- Mink Shoals Location within West Virginia and the United States Mink Shoals Mink Shoals (the United States)
- Coordinates: 38°23′22″N 81°35′5″W﻿ / ﻿38.38944°N 81.58472°W
- Country: United States
- State: West Virginia
- County: Kanawha
- Time zone: UTC-5 (Eastern (EST))
- • Summer (DST): UTC-4 (EDT)
- ZIP codes-: 25302
- Area code: 304

= Mink Shoals, West Virginia =

Mink Shoals is an unincorporated community along U.S. Route 119 in Kanawha County, West Virginia, United States and can be accessed by Interstate 79, Exit 1. It is located on the Elk River and has a public access site of the Elk River. Its rural-like feel attracts many residents, although it is only slightly over two miles from the Charleston city limits. It is located at an altitude of 571 feet (174 m). It also has an elementary school, Shoals Elementary.

==History==

Mink Shoals' first resident was Felix Mayer.

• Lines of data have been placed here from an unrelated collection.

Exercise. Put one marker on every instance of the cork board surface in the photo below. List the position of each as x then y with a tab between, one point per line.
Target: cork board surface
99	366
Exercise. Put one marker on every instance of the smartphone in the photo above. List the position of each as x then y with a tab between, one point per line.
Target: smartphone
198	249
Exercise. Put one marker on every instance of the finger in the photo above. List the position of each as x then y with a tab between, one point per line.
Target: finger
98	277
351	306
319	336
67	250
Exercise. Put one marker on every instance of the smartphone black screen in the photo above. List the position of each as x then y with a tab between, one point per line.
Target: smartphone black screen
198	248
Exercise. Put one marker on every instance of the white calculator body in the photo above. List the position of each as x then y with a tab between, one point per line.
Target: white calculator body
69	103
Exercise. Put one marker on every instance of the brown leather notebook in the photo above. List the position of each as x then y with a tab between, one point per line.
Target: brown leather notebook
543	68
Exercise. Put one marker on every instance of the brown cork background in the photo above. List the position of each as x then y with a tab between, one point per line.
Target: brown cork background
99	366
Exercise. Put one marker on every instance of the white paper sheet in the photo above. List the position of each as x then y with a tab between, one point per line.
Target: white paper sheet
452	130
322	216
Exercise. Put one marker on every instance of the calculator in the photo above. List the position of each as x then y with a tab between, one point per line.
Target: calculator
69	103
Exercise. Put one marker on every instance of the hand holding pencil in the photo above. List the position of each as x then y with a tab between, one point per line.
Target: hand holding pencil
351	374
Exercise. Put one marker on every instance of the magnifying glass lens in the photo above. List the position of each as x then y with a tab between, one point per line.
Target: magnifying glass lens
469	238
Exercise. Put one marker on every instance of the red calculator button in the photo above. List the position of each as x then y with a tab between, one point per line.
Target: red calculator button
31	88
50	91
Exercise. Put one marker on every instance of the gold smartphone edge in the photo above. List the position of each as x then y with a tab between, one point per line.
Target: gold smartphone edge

Felix was born in Wertenberg, Germany on August 17, 1829. Felix married Dorothy Ryder and cleared a farm along what is now the Dutch Road area, which became one of the most successful in the county. Among Felix and Dorothy's sons were George and Frank Mayer. Frank was born in 1860 and was a prominent figure in Kanawha County. All of these people are buried in a private family cemetery on Dutch Road.